Inden. „Mit Braunkohle kann man wesentlich mehr machen, als sie nur verbrennen.” Das hat der der Bundestagsabgeordnete Dietmar Nietan (SPD) nach einem Besuch der SPD-Düren im Tagebau Inden der RWE Power betont.

Im Gespräch mit dem Tagebaudirektor Arthur Oster über die Zukunft der Braunkohle wurden die verschiedenen Nutzungsmöglichkeiten der Braunkohle angesprochen. „Braunkohle ist ein wertvoller Rohstoff.
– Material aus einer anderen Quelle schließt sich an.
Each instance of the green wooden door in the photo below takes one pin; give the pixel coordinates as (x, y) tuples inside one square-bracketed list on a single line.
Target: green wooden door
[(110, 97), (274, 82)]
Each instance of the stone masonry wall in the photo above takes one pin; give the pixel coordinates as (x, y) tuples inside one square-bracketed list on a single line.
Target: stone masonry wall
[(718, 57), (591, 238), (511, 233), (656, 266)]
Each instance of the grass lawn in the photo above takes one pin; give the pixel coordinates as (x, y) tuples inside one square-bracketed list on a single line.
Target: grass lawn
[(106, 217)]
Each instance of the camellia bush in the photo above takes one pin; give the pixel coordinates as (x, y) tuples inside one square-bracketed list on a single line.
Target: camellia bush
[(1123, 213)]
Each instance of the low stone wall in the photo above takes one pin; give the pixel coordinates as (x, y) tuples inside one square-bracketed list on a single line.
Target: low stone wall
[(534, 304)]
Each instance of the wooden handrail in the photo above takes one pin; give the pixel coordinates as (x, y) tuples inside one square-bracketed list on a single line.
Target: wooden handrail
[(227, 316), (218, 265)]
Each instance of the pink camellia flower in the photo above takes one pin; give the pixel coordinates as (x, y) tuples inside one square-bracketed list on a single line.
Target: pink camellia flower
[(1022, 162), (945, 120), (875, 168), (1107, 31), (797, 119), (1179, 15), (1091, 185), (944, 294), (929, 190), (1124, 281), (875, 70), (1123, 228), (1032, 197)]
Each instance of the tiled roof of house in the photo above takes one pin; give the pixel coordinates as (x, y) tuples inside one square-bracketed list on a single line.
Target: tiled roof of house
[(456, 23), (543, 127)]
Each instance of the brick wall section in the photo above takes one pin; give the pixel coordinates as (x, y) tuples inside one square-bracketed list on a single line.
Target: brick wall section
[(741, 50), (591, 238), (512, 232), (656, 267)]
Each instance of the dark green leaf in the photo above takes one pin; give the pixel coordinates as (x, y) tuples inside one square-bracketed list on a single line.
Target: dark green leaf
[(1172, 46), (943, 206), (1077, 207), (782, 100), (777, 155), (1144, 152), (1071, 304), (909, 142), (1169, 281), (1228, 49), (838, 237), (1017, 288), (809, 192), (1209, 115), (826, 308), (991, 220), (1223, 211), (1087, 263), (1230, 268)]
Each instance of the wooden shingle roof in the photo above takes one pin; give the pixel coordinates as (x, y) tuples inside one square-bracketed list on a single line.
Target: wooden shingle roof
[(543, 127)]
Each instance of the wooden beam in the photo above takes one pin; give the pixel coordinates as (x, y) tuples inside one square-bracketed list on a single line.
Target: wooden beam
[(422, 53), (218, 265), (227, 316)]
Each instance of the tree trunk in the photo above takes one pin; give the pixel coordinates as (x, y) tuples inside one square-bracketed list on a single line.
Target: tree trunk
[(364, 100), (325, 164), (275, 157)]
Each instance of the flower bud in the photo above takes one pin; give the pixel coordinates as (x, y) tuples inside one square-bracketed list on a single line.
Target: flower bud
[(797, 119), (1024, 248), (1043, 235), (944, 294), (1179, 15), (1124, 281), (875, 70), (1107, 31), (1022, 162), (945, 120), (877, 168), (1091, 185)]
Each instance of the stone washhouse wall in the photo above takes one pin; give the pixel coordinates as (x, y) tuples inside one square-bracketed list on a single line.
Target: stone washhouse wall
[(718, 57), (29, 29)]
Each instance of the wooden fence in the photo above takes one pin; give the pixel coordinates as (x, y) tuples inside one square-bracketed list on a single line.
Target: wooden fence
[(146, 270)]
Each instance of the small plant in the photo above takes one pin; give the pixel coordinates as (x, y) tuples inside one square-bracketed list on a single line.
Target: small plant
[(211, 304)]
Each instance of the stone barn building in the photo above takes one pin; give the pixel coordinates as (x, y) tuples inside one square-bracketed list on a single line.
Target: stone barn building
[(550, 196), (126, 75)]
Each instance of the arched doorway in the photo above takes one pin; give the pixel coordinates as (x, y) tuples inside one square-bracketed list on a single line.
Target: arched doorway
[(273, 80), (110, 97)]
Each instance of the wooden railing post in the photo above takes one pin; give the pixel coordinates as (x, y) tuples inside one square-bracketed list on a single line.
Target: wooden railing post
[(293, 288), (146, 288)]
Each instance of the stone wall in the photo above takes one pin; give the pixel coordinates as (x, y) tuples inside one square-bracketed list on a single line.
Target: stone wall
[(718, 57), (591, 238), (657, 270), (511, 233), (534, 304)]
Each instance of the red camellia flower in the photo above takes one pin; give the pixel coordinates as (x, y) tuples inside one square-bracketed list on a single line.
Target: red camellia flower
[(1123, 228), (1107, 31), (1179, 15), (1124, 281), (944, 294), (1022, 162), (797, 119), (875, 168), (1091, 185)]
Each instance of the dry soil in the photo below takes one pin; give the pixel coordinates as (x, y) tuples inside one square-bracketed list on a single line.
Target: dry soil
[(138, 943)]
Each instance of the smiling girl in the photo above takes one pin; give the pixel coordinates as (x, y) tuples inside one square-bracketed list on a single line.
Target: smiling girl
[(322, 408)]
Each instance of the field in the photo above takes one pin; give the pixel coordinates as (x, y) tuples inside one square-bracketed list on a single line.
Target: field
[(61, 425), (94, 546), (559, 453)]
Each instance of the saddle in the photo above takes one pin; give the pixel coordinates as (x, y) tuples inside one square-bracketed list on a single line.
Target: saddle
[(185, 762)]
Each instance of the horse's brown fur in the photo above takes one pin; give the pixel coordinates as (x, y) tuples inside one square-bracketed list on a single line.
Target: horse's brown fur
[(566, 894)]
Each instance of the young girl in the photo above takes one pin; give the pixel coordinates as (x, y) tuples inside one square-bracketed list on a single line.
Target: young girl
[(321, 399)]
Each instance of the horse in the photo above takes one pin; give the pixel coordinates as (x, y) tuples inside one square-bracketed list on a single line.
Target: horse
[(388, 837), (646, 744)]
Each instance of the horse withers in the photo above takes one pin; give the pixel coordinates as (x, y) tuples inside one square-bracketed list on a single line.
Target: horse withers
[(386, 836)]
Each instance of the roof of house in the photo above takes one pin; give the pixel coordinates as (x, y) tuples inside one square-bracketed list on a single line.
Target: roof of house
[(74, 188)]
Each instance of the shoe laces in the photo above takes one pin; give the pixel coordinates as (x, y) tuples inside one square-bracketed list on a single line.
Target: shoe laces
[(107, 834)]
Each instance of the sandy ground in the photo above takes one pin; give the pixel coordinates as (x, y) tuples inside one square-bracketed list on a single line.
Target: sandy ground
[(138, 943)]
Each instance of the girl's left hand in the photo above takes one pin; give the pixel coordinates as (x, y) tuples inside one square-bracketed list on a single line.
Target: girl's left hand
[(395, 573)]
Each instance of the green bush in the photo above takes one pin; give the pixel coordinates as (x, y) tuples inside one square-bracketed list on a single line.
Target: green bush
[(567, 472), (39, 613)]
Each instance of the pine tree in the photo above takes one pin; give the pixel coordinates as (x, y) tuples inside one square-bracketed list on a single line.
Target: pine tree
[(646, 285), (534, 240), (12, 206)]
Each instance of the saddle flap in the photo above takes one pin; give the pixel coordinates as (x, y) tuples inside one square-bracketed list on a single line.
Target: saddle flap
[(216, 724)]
Er könnte zum Beispiel als Ersatz für erdölbasierte Produkte in der chemischen Industrie eingesetzt werden”, griff Peter Münstermann, Vorsitzender der Arbeitsgemeinschaft für Arbeitnehmerfragen in der SPD im Kreis Düren, einen Vorschlag auf.

Auch könne Kohlendioxid mit Hilfe des CCS-Verfahrens abgeschieden werden und der chemischen Industrie zur Verfügung stehen, die Kohlendioxid für bestimmte Prozesse benötige.

CCS steht für Carbon Capture and Storage). Von dieser Technologie der Kohlendioxid-Abscheidung und -Speicherung wird ein erheblicher Beitrag zum Klimaschutz erwartet.

Beitrag zum Klimaschutz

Denn bei der herkömmlichen Verbrennung fossiler Rohstoffe wie Kohle gelangen große Mengen Kohlendioxid mit den Verbrennungsabgasen in die Atmosphäre. Dort wirkt es als Treibhausgas und ist Hauptursache der globalen Erwärmung. Eine wichtige Maßnahme zum Klimaschutz ist daher die Reduzierung der Kohlendioxid-Emissionen insgesamt.

Mit Hilfe der Carbon Capture and Storage-Technologie (CCS) können fossile Energieträger verbrannt werden, ohne dass Kohlendioxid in die Atmosphäre gelangt. Es wird stattdessen aus den Abgasen herausgefiltert, verflüssigt und unterirdisch gespeichert - oder weiterverarbeitet werden, denn aus der „Abfallchemikalie” Kohlendioxid können Zwischen- und Endprodukte hergestellt werden.

Der Bundestagsabgeordnete Nietan folgert daraus: „Wir müssen es im Rheinischen Revier schaffen, diese Möglichkeiten der Braunkohle auszuschöpfen. Bis dahin ist es noch ein gutes Stück weg. Die Landesregierung hat aber mit dem Innovationsprogramm Rheinisches Revier die Klammer geschaffen, solche Prozesse im Rheinischen Revier gemeinschaftlich zu organisieren.”